ジャパンカップ展望
ひとまず有力馬の出ていたレースを振り返るとする。
宝塚記念<ゴールドシップ>
有力3騎は皆好位をキープし、自分のタイミングで動ける位置にいた。
しかし、到底良馬場とは言い難いタフなコンディションの下で行われたこともあり、普段より大分スムーズな競馬のゴールドシップにはおあつらえ向きの展開に。
フェノーメノには天皇賞のリベンジを果たし、初対戦のジェンティルドンナには牡牝のパワーの差を見せつけ圧勝。
敗者2頭は、ともに前走との間隔がネックとなり万全の出来ではなかったと思われる。
・ポイントは、宝塚組はコネクションが強く、底力を示していればここでも好走することの多い点。
天皇賞(秋)<ジャスタウェイ>
ジェンティルドンナの現状を掴む上で重要なレース。
好発からトウケイヘイローを終始いじめ抜き、己に最も厳しい展開を作って勝ち馬に大差をつけられたが、走破タイムは似たようなコンディションでこのレースを勝ったブエナビスタと同タイム。

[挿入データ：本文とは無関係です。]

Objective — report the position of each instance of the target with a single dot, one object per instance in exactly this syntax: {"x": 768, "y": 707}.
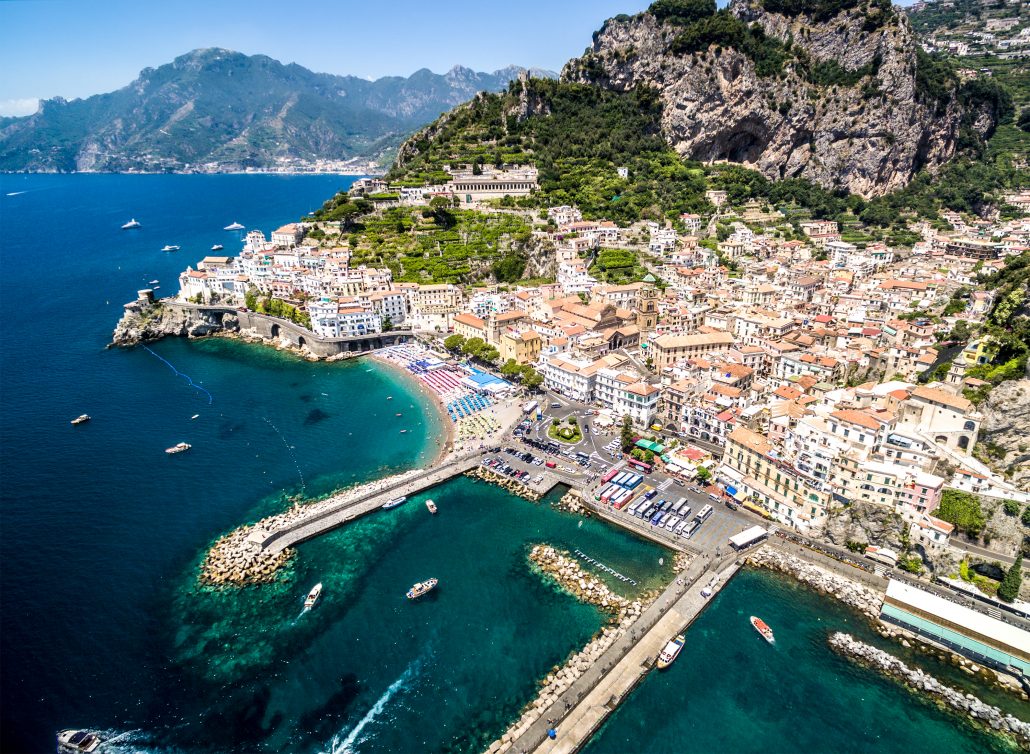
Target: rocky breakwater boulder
{"x": 981, "y": 713}
{"x": 144, "y": 321}
{"x": 567, "y": 572}
{"x": 512, "y": 485}
{"x": 848, "y": 591}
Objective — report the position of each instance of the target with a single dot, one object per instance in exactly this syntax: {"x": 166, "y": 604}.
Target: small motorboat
{"x": 671, "y": 652}
{"x": 422, "y": 587}
{"x": 312, "y": 597}
{"x": 763, "y": 629}
{"x": 77, "y": 741}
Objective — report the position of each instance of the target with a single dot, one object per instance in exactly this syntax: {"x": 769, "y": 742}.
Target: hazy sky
{"x": 80, "y": 47}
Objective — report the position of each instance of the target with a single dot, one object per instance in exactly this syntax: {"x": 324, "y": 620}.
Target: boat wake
{"x": 354, "y": 738}
{"x": 189, "y": 379}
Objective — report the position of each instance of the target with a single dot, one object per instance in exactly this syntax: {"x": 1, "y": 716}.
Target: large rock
{"x": 870, "y": 137}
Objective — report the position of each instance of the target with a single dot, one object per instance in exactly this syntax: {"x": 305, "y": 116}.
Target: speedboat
{"x": 422, "y": 587}
{"x": 77, "y": 741}
{"x": 671, "y": 652}
{"x": 312, "y": 597}
{"x": 763, "y": 629}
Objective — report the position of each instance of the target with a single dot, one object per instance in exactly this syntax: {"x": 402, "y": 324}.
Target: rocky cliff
{"x": 838, "y": 99}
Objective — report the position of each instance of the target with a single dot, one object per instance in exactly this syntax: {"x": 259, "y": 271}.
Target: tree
{"x": 474, "y": 346}
{"x": 627, "y": 435}
{"x": 454, "y": 342}
{"x": 1009, "y": 588}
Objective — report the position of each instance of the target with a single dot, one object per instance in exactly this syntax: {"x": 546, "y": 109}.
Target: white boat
{"x": 422, "y": 587}
{"x": 77, "y": 741}
{"x": 763, "y": 629}
{"x": 312, "y": 597}
{"x": 671, "y": 652}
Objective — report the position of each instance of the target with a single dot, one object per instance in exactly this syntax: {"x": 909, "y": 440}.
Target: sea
{"x": 103, "y": 624}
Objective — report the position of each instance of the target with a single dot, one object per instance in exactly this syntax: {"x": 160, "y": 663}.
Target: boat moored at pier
{"x": 671, "y": 652}
{"x": 77, "y": 741}
{"x": 422, "y": 587}
{"x": 763, "y": 629}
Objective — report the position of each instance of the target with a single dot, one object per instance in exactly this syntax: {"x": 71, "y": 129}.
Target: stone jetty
{"x": 564, "y": 569}
{"x": 512, "y": 485}
{"x": 848, "y": 591}
{"x": 981, "y": 713}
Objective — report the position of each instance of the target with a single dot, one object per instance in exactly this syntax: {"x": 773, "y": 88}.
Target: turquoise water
{"x": 729, "y": 691}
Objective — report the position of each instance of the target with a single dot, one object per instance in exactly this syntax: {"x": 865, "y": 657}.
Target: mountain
{"x": 217, "y": 106}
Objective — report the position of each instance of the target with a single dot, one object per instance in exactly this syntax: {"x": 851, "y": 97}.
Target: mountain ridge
{"x": 218, "y": 107}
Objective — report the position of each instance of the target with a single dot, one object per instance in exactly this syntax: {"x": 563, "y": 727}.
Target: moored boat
{"x": 422, "y": 587}
{"x": 671, "y": 652}
{"x": 77, "y": 741}
{"x": 312, "y": 597}
{"x": 763, "y": 629}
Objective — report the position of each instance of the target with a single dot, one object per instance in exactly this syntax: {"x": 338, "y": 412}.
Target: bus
{"x": 646, "y": 468}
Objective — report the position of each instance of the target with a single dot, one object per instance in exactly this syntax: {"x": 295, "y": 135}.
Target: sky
{"x": 75, "y": 48}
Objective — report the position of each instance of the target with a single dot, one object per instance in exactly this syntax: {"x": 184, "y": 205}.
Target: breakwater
{"x": 512, "y": 485}
{"x": 981, "y": 713}
{"x": 565, "y": 571}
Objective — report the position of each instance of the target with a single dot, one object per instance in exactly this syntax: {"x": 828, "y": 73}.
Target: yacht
{"x": 763, "y": 628}
{"x": 422, "y": 587}
{"x": 312, "y": 597}
{"x": 671, "y": 652}
{"x": 77, "y": 741}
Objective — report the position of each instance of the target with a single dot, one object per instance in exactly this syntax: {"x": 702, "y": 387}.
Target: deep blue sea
{"x": 102, "y": 623}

ローテーションも似ているから、斜行までは似ないでほしいが…。体調は春よりは良かった。
乗り替わりがどう出るか。昨年でこの作戦で勝っている。
・焦点は、クラシックを戦い抜いた差しで勝負するのか、或いは天皇賞のように好位抜け出しを狙うか。
前年覇者は一長一短、芦毛の怪物も前回が前回なので自信の推奨株ではない。
ただし、3歳勢は若干層が薄くGⅠ馬は不参戦。海外組の大駒が少ないから、その他も当たってみたが、どうもしっくりこない。
レッドカドーなど古豪に目を向けても、レース特性からして良馬場では3着が関の山。
日本の4歳2強は揺るがないように思う。
時計の壁
土曜の京都2歳未勝利で、考えられない時計が叩き出された。
「1:32.3」
2着馬は前2歳レコードホルダー・ウオッカの持っていた1:33.1で駆け抜け、以下も千切れながらGⅠ級の時計で走破してみせた。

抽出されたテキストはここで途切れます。